The headline number matters less than the composition. Hitting 70 EH/s in self-mining implies Bitdeer is leaning into ownership rather than just aggregating third-party rigs. That mix is strategic. Owned hash typically carries higher volatility but stronger upside capture, more control over firmware and curtailment, and cleaner unit economics when power is secured at scale. Hosted hash adds breadth and fee revenue, yet the revenue share and SLA complexity often dilute margins and decision speed. In a post-halving world where block rewards are thinner and transaction-fee spikes are episodic, the edge frequently accrues to miners who can optimize utilization minute-by-minute—something self-owned fleets do best.
Technologically, sustaining 70 EH/s in self-mining suggests serious throughput in latest-gen ASICs, disciplined fleet standardization, and mature cooling—from airflow redesigns to immersion for high-density racks. At this scale, trivial-seeming tweaks (firmware profiles, PSU calibrations, thermal zoning) compound into percentage-point gains in uptime and J/TH efficiency. Those basis points are the moat when difficulty drifts higher and power markets get tighter.

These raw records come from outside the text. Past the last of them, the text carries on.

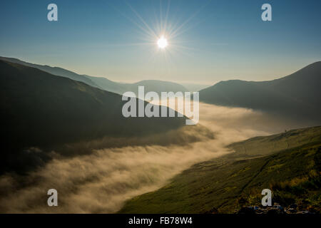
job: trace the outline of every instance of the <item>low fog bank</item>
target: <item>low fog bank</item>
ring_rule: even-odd
[[[153,136],[154,142],[160,139],[163,144],[151,143],[152,139],[146,138],[136,145],[116,143],[113,148],[104,147],[108,143],[103,139],[87,145],[99,148],[91,154],[56,155],[26,175],[2,175],[0,212],[116,212],[126,200],[161,187],[193,164],[231,152],[226,146],[232,142],[295,128],[284,120],[244,108],[200,103],[200,113],[199,124],[207,130],[186,126],[163,138]],[[165,143],[168,140],[172,143]],[[70,149],[83,147],[79,143]],[[58,207],[47,205],[51,188],[58,191]]]

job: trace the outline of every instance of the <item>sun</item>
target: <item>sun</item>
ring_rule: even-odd
[[[162,36],[158,41],[157,41],[157,45],[160,49],[164,49],[168,46],[168,42],[167,41],[167,38]]]

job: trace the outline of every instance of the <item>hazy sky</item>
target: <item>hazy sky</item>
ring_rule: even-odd
[[[1,0],[0,56],[116,81],[270,80],[321,60],[320,10],[320,0]]]

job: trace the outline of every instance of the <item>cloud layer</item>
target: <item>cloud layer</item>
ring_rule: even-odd
[[[161,187],[193,164],[230,152],[228,144],[285,128],[251,110],[200,103],[200,125],[208,130],[185,126],[125,144],[113,139],[113,147],[107,138],[80,142],[68,147],[73,154],[83,147],[98,149],[55,156],[27,175],[0,177],[0,212],[116,212],[126,200]],[[51,188],[58,191],[58,207],[47,205]]]

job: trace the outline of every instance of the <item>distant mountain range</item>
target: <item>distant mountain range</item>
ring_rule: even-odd
[[[256,137],[230,147],[235,152],[193,165],[162,188],[128,200],[118,212],[232,214],[244,206],[262,207],[266,188],[285,207],[296,204],[300,210],[321,212],[321,127]]]
[[[146,80],[135,83],[121,83],[112,81],[103,77],[93,77],[87,75],[79,75],[74,72],[59,67],[51,67],[49,66],[30,63],[21,61],[18,58],[0,56],[0,60],[34,67],[55,76],[68,78],[70,79],[81,81],[86,83],[87,85],[98,88],[106,91],[118,94],[123,94],[123,93],[127,91],[132,91],[136,93],[137,95],[138,88],[139,86],[145,86],[146,93],[149,91],[155,91],[160,93],[160,92],[185,92],[188,90],[182,85],[169,81]]]
[[[200,91],[200,100],[243,107],[321,123],[321,62],[269,81],[221,81]]]
[[[124,118],[126,101],[118,94],[1,60],[0,98],[0,171],[10,169],[10,164],[28,163],[29,147],[50,150],[108,136],[126,141],[185,124],[185,117]]]

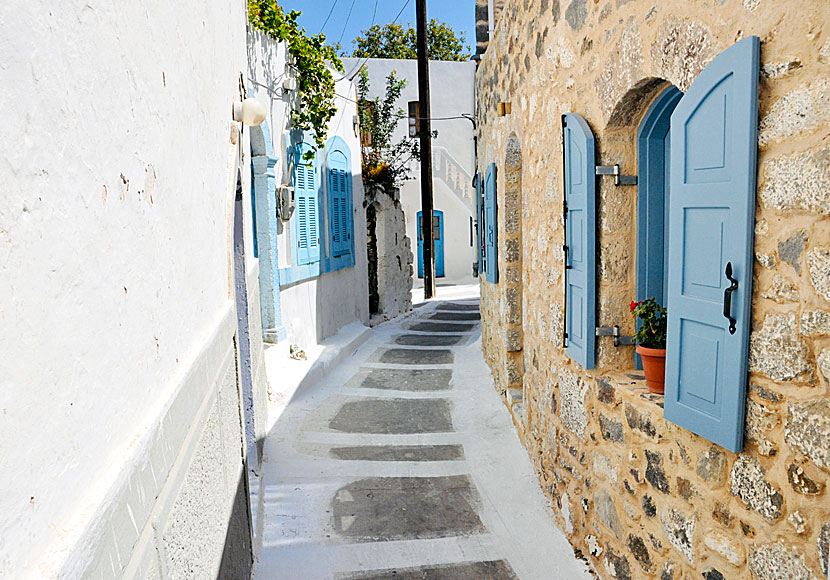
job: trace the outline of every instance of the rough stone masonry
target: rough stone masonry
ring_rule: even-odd
[[[482,342],[560,527],[602,578],[823,577],[830,3],[497,4],[476,74],[478,166],[498,165],[502,274],[481,282]],[[631,347],[599,339],[590,372],[564,355],[560,117],[582,115],[598,161],[634,175],[637,125],[656,95],[669,82],[686,90],[749,35],[762,41],[756,262],[746,443],[734,454],[663,419]],[[499,102],[512,113],[499,117]],[[598,324],[626,335],[636,198],[599,182]]]

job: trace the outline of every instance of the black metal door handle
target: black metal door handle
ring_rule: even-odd
[[[732,277],[732,262],[726,263],[726,279],[731,282],[723,291],[723,315],[729,319],[729,334],[735,334],[736,320],[732,316],[732,293],[738,289],[738,281]]]

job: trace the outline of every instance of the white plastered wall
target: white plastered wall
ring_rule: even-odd
[[[381,97],[385,94],[386,77],[393,70],[399,79],[406,79],[407,84],[401,92],[398,106],[407,112],[409,101],[418,100],[418,69],[415,60],[396,60],[370,58],[343,59],[347,71],[356,74],[359,64],[365,62],[369,71],[371,83],[370,97]],[[475,96],[475,63],[430,61],[429,82],[431,88],[431,117],[432,129],[438,131],[438,137],[433,139],[433,206],[444,212],[444,266],[445,277],[439,278],[439,283],[449,281],[473,282],[472,262],[473,248],[469,243],[470,217],[474,213],[474,191],[472,176],[475,174],[475,147],[473,143],[473,126],[467,119],[447,119],[473,115]],[[398,123],[393,139],[400,140],[409,135],[408,121],[403,119]],[[462,202],[458,195],[444,181],[442,171],[435,162],[443,153],[449,154],[464,172],[465,176],[459,181],[463,184],[464,193],[469,202]],[[415,286],[422,287],[423,279],[417,277],[417,224],[416,214],[421,209],[421,179],[420,165],[412,163],[410,169],[412,179],[403,183],[401,187],[401,205],[406,214],[407,235],[412,240],[412,251],[415,254]]]
[[[279,158],[275,167],[278,183],[288,182],[286,163],[286,131],[288,107],[293,96],[284,93],[285,47],[258,32],[249,33],[249,51],[254,56],[249,66],[250,86],[256,91],[268,109],[274,155]],[[347,69],[348,70],[348,69]],[[353,322],[368,323],[369,290],[366,261],[366,212],[363,207],[363,181],[360,168],[360,141],[355,133],[354,117],[357,114],[355,85],[348,78],[338,79],[335,87],[337,113],[329,122],[328,139],[342,138],[351,151],[352,206],[354,223],[355,265],[320,276],[302,280],[280,289],[282,320],[288,332],[287,340],[301,348],[316,345],[333,336],[341,328]],[[319,150],[321,165],[325,151]],[[279,264],[291,265],[291,244],[288,223],[279,232]],[[320,222],[321,260],[327,252],[325,241],[328,225]]]
[[[104,498],[227,320],[245,21],[219,0],[0,5],[2,577],[89,564]]]

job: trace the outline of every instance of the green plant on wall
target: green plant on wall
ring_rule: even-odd
[[[631,314],[640,319],[640,328],[634,335],[637,344],[646,348],[666,348],[668,319],[666,309],[654,298],[631,303]]]
[[[289,65],[297,72],[301,105],[292,112],[295,128],[313,131],[318,147],[326,142],[328,123],[337,112],[334,76],[329,65],[343,72],[334,48],[326,45],[324,34],[306,35],[297,23],[301,12],[286,13],[276,0],[248,0],[248,20],[257,30],[288,43]],[[306,153],[313,157],[314,152]]]
[[[418,139],[404,137],[393,142],[395,129],[406,115],[396,106],[406,86],[406,79],[399,79],[393,70],[386,77],[386,93],[383,97],[369,98],[369,73],[360,69],[357,82],[358,114],[360,115],[361,159],[363,182],[376,184],[387,191],[400,187],[410,179],[409,162],[420,161],[421,151]],[[433,132],[433,137],[437,135]]]

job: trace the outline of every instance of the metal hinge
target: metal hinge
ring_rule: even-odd
[[[620,175],[619,165],[597,165],[597,175],[613,175],[614,185],[637,185],[636,175]]]
[[[594,333],[595,336],[613,336],[614,346],[631,346],[634,344],[633,336],[620,336],[620,327],[614,326],[597,326]]]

From a market psychology angle, “top spot by compute” messaging tends to reframe how investors and lenders price risk. Desks often haircut “under management” hash because counterparty behavior is not fully under the operator’s control; self-mined hash tends to command more credibility in models around cash conversion and downtime sensitivity. If Bitdeer maintains this split—70 EH/s self-mining within 78.1 EH/s managed—the narrative likely tilts toward durability rather than simple aggregation.
Business-wise, scale only compounds if the power stack is resilient. The operators who win usually secure multi-year PPAs with flexible curtailment options, pair them with responsive load management, and hedge both BTC and power when asymmetry appears. Hosting can smooth cash flow and deepen OEM relationships, but the real leverage shows up when proprietary capacity can opportunistically swing into high-fee mempool windows or throttle during peak pricing. The capex cycle also matters; disciplined ASIC turnover—buying when peers are forced sellers—often separates leaders from overextended hash farms.
There’s an ethical and network-health dimension here too. Concentrating large slices of EH/s under a few logos nudges centralization risk. Leadership claims should be matched with geographic dispersion, transparent energy sourcing, and open data on curtailment so the grid sees a flexible partner, not a static load.
What I’m watching next: - Sustainability of 70 EH/s self-mining through seasonal power shifts and maintenance cycles - Fleet efficiency trends (J/TH) and uptime; headline EH/s without quality is noise - The ratio of owned vs. hosted hash and how pricing evolves across both books - Evidence of power optionality—PPAs, demand response revenue, and curtailment performance - ASIC procurement cadence: disciplined buys versus capacity for its own sake
If Bitdeer can defend high-quality, self-owned compute while keeping hosted relationships accretive, the “compute lead” story holds water. If not, the market will quickly discount gross EH/s in favor of cost, control, and consistency.